A demo I've set up for sales seems to be spending much of it's time in
disk wait states.

The particular system I'm working with is:
Ext3 on Debian inside Microsoft VirtualPC on NTFS
on WindowsXP on laptops of our sales team.
Somewhat surprisingly, CPU performance is close to native; but disk IO
is much worse - probably orders of magnitude worse - since there are
so many layers of filesystems involved. Unfortunately, no, I don't
think the sales guys will upgrade to BSD. :)

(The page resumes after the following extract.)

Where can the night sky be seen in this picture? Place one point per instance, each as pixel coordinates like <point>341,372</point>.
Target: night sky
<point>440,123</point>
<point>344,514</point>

The database is too large to fit entirely in memory (3GB of spatial data
using PostGIS); and has relative large updates (people can add "layers"
consisting of perhaps 10000 points, lines, and polygons out of a million
or so possibilities - they do this by doing 10K inserts into tables with
postgis geometry columns).

Steps I've already done:

* Gave virtual PC as much memory as possible (1/2 gig)

* Tuned postgresql.conf; setting
increased effective_cache_size to 10000
(tested a few values with this workload)
reduced cpu_index_tuple_cost to 0.0005
(encourages indexes which may reduce disk hits)
decreased random_page_cost to 2
(seems the fragmented NTFS means many sequential
access are probably a random access anyway)
increased work_mem to 15000
(sorting on disk was very VERY amazingly slow)
increased shared_buffers to 3000
(guess)

* Tuned ext3 (yeah, I'll try JFS or XFS next)
Journal_data_writeback == minimize journaling?
commit=600,noatime in fstab
* tuned the VM
echo 60000 > /proc/sys/vm/dirty_expire_centisecs
echo 70 > /proc/sys/vm/dirty_ratio

It seems for this workload, the two biggest benefits were
"commit=600" and writeback for ext3
and
"echo 60000 > /proc/sys/vm/dirty_expire_centisecs"

If I understand right, this combination says that dirty pages can sit in
memory far longer than the defaults -- and I guess this delays my bad IO
times to the point in the salesguys presentation when he's playing with
powerpoint:).

Much of this tuning was guesswork; but it did make the demo go from
"unacceptable" to "reasonable". Were any of my guesses particularly
bad, and may be doing more harm than good?

Any more ideas on how to deal with a pathologically slow IO system?